Modeling Air Entrainment Downstream of Spillways

One environmental concern of hydropower is the supersaturation of total dissolved gas (TDG), which might induce gas bubble disease in affected fish. The main source of TDG downstream of dams is the dissolution of bubbles entrained during spill events. Direct numerical simulation of the air entrainment process and subsequent bubble transport and dissolution in a tailrace is well beyond current computer capabilities. Current two-phase flow models used to predict TDG are based on a Eulerian approach with the entrained gas volume fraction and bubble size as model parameters. Since direct measurement of air entrainment at the impact region of a spillway is extremely difficult, these parameters are typically calibrated against TDG measurements downstream of the dam.
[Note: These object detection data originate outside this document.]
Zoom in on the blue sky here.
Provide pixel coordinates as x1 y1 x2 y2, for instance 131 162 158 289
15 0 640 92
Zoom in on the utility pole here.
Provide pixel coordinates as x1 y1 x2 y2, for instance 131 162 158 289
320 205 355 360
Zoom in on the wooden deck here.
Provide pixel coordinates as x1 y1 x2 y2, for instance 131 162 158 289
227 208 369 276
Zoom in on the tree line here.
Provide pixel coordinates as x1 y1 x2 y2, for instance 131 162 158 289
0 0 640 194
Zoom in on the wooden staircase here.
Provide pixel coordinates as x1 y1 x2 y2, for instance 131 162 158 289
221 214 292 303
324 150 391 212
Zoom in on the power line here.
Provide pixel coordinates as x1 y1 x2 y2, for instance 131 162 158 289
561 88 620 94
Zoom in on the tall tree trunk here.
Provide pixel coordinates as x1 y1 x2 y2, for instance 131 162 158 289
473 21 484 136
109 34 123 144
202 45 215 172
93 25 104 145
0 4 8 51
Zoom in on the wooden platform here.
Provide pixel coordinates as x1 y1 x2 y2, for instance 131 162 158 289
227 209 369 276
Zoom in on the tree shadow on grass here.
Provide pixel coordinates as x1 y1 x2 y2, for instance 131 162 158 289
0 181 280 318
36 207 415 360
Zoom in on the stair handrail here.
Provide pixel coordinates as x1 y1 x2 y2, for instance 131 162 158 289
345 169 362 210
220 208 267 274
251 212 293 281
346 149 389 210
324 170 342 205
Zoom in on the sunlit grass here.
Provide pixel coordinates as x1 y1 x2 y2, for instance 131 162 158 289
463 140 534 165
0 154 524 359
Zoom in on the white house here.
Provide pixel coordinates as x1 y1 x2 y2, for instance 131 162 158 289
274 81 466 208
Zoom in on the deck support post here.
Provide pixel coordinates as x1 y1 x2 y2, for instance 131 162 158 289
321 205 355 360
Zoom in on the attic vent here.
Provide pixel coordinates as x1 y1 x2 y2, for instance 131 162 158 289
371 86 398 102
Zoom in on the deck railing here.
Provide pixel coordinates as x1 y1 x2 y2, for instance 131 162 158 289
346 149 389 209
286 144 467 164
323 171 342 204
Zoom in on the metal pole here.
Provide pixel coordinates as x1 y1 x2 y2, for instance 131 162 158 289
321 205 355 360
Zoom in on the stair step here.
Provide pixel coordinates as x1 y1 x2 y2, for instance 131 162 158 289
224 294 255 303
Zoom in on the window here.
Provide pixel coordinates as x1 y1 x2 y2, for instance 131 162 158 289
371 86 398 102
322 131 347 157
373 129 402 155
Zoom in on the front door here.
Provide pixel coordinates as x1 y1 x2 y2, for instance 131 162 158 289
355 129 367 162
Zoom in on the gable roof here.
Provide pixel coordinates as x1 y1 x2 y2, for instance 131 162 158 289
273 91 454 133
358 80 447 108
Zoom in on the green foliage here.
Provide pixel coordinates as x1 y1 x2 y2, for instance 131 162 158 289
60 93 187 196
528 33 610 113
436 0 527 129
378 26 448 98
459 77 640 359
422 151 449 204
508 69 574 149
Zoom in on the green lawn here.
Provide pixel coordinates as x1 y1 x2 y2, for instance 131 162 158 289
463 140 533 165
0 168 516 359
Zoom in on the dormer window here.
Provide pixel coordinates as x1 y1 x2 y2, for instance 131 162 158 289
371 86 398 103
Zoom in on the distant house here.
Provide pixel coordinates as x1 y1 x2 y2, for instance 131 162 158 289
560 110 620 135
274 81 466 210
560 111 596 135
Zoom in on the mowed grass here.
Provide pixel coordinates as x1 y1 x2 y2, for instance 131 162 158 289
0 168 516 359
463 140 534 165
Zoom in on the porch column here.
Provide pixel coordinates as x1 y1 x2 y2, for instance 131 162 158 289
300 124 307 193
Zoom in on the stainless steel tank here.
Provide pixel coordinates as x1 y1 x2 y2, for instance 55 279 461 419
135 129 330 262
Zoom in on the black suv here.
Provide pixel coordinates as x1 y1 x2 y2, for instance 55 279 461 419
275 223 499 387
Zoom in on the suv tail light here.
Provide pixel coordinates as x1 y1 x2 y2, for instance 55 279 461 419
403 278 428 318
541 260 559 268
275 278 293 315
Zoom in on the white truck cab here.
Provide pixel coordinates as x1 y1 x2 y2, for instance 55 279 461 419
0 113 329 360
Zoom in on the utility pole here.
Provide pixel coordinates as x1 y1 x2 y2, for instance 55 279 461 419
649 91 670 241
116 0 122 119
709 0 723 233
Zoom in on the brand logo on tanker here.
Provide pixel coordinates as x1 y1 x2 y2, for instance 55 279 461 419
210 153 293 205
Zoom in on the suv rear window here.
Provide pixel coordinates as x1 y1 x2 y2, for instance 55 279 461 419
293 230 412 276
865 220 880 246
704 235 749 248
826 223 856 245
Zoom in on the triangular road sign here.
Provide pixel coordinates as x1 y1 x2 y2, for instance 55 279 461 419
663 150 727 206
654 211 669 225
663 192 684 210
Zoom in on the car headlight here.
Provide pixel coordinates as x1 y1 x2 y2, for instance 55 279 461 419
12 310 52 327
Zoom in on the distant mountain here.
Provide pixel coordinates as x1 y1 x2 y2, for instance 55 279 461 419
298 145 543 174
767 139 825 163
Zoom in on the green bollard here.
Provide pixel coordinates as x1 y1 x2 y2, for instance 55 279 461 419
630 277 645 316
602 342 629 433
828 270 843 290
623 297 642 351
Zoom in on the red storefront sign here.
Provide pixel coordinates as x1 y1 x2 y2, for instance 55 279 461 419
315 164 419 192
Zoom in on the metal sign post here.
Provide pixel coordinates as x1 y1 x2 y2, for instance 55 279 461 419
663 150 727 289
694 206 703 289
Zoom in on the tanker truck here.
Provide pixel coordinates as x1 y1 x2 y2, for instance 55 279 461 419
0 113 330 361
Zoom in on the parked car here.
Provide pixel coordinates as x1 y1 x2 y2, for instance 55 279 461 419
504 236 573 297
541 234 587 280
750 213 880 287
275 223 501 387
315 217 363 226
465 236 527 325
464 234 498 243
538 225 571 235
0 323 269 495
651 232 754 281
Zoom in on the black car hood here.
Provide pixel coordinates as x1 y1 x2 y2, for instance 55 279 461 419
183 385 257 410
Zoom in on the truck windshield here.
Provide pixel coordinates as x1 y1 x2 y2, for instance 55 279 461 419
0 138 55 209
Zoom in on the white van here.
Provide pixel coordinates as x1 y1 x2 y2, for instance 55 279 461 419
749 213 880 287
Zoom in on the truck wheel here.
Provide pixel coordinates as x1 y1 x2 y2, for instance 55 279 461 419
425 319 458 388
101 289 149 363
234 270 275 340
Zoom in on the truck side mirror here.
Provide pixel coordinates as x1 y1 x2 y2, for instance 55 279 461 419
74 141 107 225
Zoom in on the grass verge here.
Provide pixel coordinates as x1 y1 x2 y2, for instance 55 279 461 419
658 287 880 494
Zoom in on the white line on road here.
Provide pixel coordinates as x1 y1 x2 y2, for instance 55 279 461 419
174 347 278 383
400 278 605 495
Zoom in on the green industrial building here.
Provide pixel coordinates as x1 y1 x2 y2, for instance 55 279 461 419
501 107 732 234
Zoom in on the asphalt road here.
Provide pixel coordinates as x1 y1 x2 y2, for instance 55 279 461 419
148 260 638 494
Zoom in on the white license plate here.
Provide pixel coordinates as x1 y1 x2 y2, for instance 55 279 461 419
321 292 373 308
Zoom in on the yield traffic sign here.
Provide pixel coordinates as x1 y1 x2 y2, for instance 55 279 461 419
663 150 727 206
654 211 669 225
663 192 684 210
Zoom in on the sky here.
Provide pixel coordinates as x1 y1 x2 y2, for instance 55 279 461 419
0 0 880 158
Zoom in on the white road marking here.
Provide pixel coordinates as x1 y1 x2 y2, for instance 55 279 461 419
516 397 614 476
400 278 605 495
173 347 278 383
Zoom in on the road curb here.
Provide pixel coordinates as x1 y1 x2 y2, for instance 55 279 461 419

In this study, a mechanistic model is used to compute the air entrained in the spillway. TDG concentration is calculated with a transport equation taking into account that bubble dissolution depends on the bubble interfacial area and depth reached by those bubbles in the tailrace. A bubble number density equation is used to predict bubble size, which can change by dissolution and compression. The model was implemented in the open source code OpenFOAM. Preliminary results in a single spillway bay of Tongjiezi dam in the Dadu River, China show that the model is able to capture the observed TDG during a spill event with the bubble size at the entrainment region as unique parameter.